I vaccini finora approvati non sono stati mai testati su donne incinte, ma i risultati dei test sugli animali hanno convinto gli esperti dell’Oms a cambiare posizione sulle vaccinazioni in gravidanza. In California intanto altra tegola sui fan del festival di Coachella, che non si svolgerà neanche quest’anno

ITALIA

ANSA | Il ministro della Salute Roberto Speranza

«Ho firmato una nuova ordinanza che proroga il blocco dei voli in partenza dal Brasile e il divieto di ingresso in Italia di chi negli ultimi 14 giorni vi è transitato». Ad annunciarlo è il ministro della Salute Roberto Speranza. «Manteniamo l’approccio della massima prudenza – aggiunge il ministro della Salute – mentre i nostri scienziati continuano a studiare le varianti Covid», tra cui quella brasiliana.


OMS

Ansa | La sede dell’Oms a Ginevra, in Svizzera

Nessun rischio sulle vaccinazioni per le donne in gravidanza secondo l’Oms

L’Organizzazione mondiale della Sanità ha cambiato le linee guida sui vaccini di Pfizer e Moderna contro il Coronavirus per le donne incinte, eliminando il consiglio a evitare la somministrazione in caso di gravidanza, tranne in casi ad alto rischio. All’interno dell’Oms era nato un dibattito in cui venivano contestate le precedenti indicazioni, in contrasto con quelle rilasciate dai Cdc americani.

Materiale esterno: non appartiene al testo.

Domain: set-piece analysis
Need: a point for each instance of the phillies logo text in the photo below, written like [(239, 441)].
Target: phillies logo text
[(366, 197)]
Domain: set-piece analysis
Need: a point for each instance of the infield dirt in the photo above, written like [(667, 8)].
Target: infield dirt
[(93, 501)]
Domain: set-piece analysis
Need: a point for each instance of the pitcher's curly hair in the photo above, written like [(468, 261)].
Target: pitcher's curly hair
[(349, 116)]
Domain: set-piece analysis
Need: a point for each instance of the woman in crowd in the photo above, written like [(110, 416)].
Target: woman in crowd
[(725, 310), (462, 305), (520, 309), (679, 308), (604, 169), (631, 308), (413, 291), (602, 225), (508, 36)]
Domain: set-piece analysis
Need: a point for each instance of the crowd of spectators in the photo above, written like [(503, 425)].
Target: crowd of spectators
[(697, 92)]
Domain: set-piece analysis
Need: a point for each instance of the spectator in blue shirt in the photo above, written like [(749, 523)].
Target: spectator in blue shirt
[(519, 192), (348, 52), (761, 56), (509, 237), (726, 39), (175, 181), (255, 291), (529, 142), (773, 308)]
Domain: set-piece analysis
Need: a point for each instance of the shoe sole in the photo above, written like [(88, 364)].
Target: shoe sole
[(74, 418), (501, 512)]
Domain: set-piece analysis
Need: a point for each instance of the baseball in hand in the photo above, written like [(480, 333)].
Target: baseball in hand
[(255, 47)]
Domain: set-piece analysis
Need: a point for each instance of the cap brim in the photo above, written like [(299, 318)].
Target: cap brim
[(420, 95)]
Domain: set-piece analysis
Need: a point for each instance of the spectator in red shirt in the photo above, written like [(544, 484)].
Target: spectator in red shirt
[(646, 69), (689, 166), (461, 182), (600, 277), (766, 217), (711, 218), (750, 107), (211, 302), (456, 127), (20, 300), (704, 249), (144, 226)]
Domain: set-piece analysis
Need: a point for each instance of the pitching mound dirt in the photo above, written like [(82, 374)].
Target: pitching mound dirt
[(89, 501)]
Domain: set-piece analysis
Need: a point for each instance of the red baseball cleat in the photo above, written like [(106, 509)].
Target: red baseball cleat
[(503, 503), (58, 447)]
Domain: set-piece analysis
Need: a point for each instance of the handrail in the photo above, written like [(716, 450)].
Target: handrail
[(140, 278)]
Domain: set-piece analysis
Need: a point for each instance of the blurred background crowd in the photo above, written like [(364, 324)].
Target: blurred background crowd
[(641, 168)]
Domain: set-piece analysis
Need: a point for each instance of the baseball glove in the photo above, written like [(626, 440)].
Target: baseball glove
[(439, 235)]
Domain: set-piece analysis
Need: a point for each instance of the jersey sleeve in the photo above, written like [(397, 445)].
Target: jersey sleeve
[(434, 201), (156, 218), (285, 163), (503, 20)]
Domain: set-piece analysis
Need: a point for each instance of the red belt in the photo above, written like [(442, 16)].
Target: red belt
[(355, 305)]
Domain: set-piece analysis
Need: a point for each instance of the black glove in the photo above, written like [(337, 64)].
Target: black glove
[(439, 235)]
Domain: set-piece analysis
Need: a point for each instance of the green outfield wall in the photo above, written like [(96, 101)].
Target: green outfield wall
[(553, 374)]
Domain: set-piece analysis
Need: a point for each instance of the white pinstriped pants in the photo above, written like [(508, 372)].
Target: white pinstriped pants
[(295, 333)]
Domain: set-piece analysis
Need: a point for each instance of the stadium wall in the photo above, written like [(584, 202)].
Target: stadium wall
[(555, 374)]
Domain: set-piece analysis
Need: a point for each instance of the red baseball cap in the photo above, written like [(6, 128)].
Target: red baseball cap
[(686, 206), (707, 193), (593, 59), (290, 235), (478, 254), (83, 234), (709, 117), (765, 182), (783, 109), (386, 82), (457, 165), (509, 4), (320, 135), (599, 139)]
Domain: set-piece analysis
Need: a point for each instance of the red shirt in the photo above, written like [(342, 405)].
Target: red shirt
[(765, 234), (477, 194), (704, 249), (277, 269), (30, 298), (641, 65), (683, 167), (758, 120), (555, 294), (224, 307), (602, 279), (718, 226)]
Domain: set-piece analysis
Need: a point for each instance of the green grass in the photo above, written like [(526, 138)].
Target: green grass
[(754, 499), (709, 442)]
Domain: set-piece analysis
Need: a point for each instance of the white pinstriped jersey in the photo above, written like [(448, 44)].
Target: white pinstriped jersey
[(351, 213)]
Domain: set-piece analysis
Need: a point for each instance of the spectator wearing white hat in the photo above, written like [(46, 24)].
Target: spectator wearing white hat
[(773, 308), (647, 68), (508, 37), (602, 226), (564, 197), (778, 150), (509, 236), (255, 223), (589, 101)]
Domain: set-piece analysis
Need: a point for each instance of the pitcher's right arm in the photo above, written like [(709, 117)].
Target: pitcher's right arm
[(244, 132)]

Nel corso delle sperimentazioni, i vaccini non sono stati mai testati su donne in gravidanza, ma i risultati degli studi sugli animali non avrebbero rilasciato alcun effetto dannoso, come riporta il New York Times. In una nota, l’Oms ha quindi chiarito che: «sulla base di ciò che sappiamo su questo tipo di vaccino, non abbiamo alcun motivo specifico per credere che ci saranno rischi particolari che supererebbero i benefici della vaccinazione per le donne incinte».

USA

EPA/ETIENNE LAURENT | Coachella Valley Music and Arts Festival, Indio – California, USA, 21 aprile 2019

Salta anche quest’anno il Coachella

Per il secondo anno consecutivo gli organizzatori del Coachella festival hanno dovuto cancellare l’edizione attesa quest’anno per la fine di aprile nel Sud della California. La decisione è arrivata dopo l’ordinanza del responsabile sanitario della contea di Riverside, il dottor Cameron Kaiser, a fronte della persistenza dei contagi e dei rischi che poteva comportare un festival musicale come il Coachella, che raduna ogni anno centomila persone da tutto il mondo: «Se il Covid-19 venisse rilevato in questi festival – ha detto il dottor Kaiser – la portata e il numero di partecipanti e la natura del luogo renderebbero complicato, se non impossibile, rintracciare coloro che potrebbero essere messi a rischio».